Ayrıca, Anayasa Mahkemesinin 1990 yılından itibaren geliştirdiği içtihada göre; ivedilik, zorunluluk ve önemlilik şartları KHK çıkarmanın şartları arasında yer almaktadır. Bütün kararların reddedilmesinde bu şartlara uyulmaması etkili olmuş. AKP Hükümetinin getirdiği bu tasarıda da hiçbir ivedi ve zorunlu husus bulunmuyor.

Başbakan Padişah olmak istiyor, ama hevesi kursağında kalacak!

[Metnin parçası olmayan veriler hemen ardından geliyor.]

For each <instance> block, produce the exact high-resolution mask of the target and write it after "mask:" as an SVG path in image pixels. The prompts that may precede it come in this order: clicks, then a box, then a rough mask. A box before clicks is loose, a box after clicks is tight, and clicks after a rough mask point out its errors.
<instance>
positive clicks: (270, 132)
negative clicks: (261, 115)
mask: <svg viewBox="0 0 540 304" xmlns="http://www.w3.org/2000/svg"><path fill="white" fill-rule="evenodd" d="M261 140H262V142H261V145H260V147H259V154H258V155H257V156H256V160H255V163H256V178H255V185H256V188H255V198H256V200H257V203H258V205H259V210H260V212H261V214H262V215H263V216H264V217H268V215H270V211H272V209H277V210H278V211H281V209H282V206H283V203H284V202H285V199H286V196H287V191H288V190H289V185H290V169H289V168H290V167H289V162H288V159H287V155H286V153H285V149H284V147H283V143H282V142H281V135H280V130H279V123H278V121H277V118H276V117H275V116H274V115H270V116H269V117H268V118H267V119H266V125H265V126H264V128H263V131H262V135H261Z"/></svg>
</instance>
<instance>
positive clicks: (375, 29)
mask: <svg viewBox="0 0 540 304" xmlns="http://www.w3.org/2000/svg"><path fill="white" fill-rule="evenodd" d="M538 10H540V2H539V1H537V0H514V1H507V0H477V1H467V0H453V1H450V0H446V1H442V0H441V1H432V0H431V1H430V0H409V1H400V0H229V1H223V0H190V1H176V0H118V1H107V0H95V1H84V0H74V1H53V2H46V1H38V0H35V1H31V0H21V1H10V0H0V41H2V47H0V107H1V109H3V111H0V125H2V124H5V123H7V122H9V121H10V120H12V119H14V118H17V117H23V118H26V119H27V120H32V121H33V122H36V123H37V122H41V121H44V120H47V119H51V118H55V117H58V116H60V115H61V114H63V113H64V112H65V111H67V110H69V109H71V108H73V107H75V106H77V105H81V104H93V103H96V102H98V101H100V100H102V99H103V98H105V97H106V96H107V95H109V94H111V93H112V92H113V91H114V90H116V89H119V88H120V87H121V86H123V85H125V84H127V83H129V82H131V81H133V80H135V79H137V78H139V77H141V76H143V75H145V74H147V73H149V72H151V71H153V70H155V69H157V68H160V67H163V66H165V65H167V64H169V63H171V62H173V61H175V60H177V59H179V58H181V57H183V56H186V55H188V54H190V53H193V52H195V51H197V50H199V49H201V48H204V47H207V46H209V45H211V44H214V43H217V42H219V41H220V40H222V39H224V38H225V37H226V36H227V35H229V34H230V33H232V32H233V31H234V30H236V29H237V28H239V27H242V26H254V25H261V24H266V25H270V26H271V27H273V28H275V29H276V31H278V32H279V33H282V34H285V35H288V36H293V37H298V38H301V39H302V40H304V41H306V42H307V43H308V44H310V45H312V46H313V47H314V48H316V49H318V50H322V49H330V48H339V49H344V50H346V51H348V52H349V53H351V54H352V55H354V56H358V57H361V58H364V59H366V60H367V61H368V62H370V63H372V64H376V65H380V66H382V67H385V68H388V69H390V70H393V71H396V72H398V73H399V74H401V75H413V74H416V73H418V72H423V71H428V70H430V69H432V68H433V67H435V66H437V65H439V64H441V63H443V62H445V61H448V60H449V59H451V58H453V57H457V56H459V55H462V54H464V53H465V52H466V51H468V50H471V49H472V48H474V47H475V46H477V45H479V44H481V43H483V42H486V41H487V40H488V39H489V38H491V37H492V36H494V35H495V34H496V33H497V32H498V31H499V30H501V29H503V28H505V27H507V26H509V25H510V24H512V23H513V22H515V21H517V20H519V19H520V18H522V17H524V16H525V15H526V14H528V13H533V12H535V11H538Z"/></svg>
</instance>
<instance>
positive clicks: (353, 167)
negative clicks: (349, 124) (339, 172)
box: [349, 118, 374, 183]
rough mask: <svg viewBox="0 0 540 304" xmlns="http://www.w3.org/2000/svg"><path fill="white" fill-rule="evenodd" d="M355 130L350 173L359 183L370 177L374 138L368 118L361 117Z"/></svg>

Başbakan Erdoğan sınırı belli olmayan KHK çıkarma yetkisiyle, bakanlar kurulunda görüşmeden hazır imzalarla devletin temel kurumlarına ve bakanlıklara ilişkin düzenleme yapmak istiyor. Başbakan adeta padişahlık yetkisi istiyor. Sekizbuçuk yıldır Anayasayı da değiştirecek çoğunlukla işbaşında olan AKP hükümeti bu tasarıyla iktidarları döneminde devleti etkin ve verimli çalıştıramadığını itiraf etmekte ve seçim öncesinde kadrolaşmanın önünü açmak ve kuruluşunda söz verdiği gibi yerel yönetimlere özerklik vererek federasyonun altyapısını oluşturacak düzenlemeleri KHK olarak gerçekleştirmek istemektedir. Teslimiyetçi politikalar uygulayarak bir dönemi daha garanti altına almak ve başkanlık sistemine, daha doğrusu bir nevi padişahlığa geçmek için her türlü yola başvurmakta ve sürekli sanal gündemlerle milleti oyalamaktadır. Ancak Türk Milleti bu oyunu 12 Haziran'da bozacak ve Başbakan'ın padişahlık hevesi kursağında kalacaktır. 13 Hazirandan itibaren işbaşına gelecek olan MHP Hükümetinin ilk işi bu KHK ile yapılan değişiklikleri iptal etmek olacaktır. O zaman Başbakan Erdoğan padişah olmak yerine, yüce divanda yargılanacak ve mahkum olacaktır.